Problem das ich nicht weiß wie ich den Sprite animieren soll (allgemein animieren), außerdem noch das der Hintergrund im Editor Modus dauernd aktualisiert werden muss und der Sprite zwischen den FirstLevelTiles und SecondLevelTiles gezeichnet werden sollte

Für Infos und Anregungen wäre ich sehr dankbar
Gruß Polli


----------



## Titanpharao (17. Okt 2007)

Ohne das ich dein Quellcode durchgelesen habe..

Habe das früher immer mit einer schleife gemacht, die denn NPC um x Felder versetzt hat.

Dannach repaint und schon haste ne Animation...nur muste dazu mit Thread.sleep(zeit); denn Frame Thread stilllegen...wie das geht bin ich auch noch am rätzlen...ging bis jetzt nur aus der Main herraus zu starten.

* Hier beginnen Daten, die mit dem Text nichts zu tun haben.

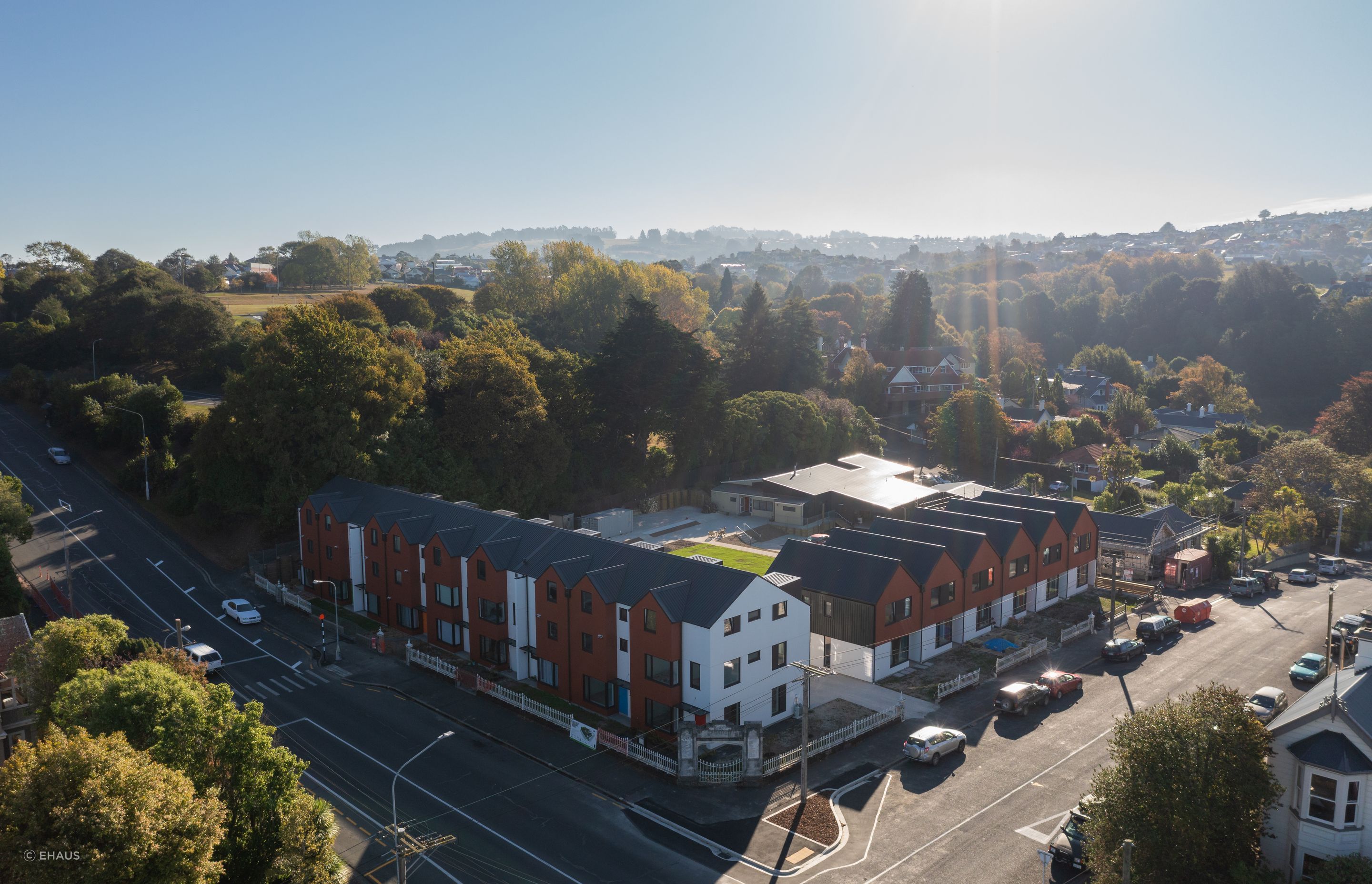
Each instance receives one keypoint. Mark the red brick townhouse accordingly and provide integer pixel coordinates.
(611, 626)
(903, 629)
(1079, 528)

p.s.: Ich arbeite gerade an genau dem selben...und habe sowas ähnliches schonmal gemacht
Vergiss nicht das NPC's nicht durch Wände gehen können ;-)

http://img146.imageshack.us/my.php?image=ilsh2.jpg


----------



## Guest (17. Okt 2007)

lol ja NPC's und Players würde ich ja seperat von einer Sprite 
Klasse ableiten, damit dürfte das kein Problem sein 

aber das mit dem versetzen habe ich auch schon probiert aber entweder setzt 
das Hintergrundbild aus oder es fehlen die SecondLevel Tiles, oder der Sprite wird 
mit allen animImgaes hintereinander angezeigt, was ja eigentlich als abfolge sein soll
und nicht einfach zusammen angezeigt , bin am verzweifeln *heul*...

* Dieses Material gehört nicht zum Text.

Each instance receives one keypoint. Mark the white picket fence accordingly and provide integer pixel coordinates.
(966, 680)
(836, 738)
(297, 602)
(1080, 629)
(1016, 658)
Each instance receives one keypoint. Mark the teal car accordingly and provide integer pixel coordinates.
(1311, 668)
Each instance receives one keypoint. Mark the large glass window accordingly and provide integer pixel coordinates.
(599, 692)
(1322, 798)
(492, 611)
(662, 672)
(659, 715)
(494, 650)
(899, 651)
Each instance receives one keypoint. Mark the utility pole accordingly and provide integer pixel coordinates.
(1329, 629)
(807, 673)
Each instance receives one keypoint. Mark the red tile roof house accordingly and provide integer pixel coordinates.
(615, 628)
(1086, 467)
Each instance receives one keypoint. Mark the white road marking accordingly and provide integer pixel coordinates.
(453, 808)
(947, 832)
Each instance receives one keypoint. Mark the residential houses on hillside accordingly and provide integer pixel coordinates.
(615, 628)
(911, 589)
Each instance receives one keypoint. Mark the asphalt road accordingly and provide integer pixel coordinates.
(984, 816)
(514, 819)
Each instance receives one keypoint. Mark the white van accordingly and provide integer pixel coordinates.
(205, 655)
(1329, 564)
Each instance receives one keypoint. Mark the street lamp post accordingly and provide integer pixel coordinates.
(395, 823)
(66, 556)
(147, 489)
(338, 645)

aber schon mal danke für die antwort


----------



## Polli85 (17. Okt 2007)

lol ja NPC's und Players würde ich ja seperat von einer Sprite 
Klasse ableiten, damit dürfte das kein Problem sein 

aber das mit dem versetzen habe ich auch schon probiert aber entweder setzt 
das Hintergrundbild aus oder es fehlen die SecondLevel Tiles, oder der Sprite wird 
mit allen animImgaes hintereinander angezeigt, was ja eigentlich als abfolge sein soll
und nicht einfach zusammen angezeigt , bin am verzweifeln *heul*...

aber schon mal danke für die antwort


----------



## Quaxli (18. Okt 2007)

Ich hab ja so gar nix verstanden, wo Euer Problem ist 
Wir sprechen ja von Java und Objektorientierung:

Damit ist üblicherweise Player eine eigene Klasse und Map eine eigene Klasse. Beide besitzen dann eine paint-Methode, die ein Graphics-Objekt übergeben bekommt und zwar das aus der paint-Methode des Game-Panel oder -Fensters.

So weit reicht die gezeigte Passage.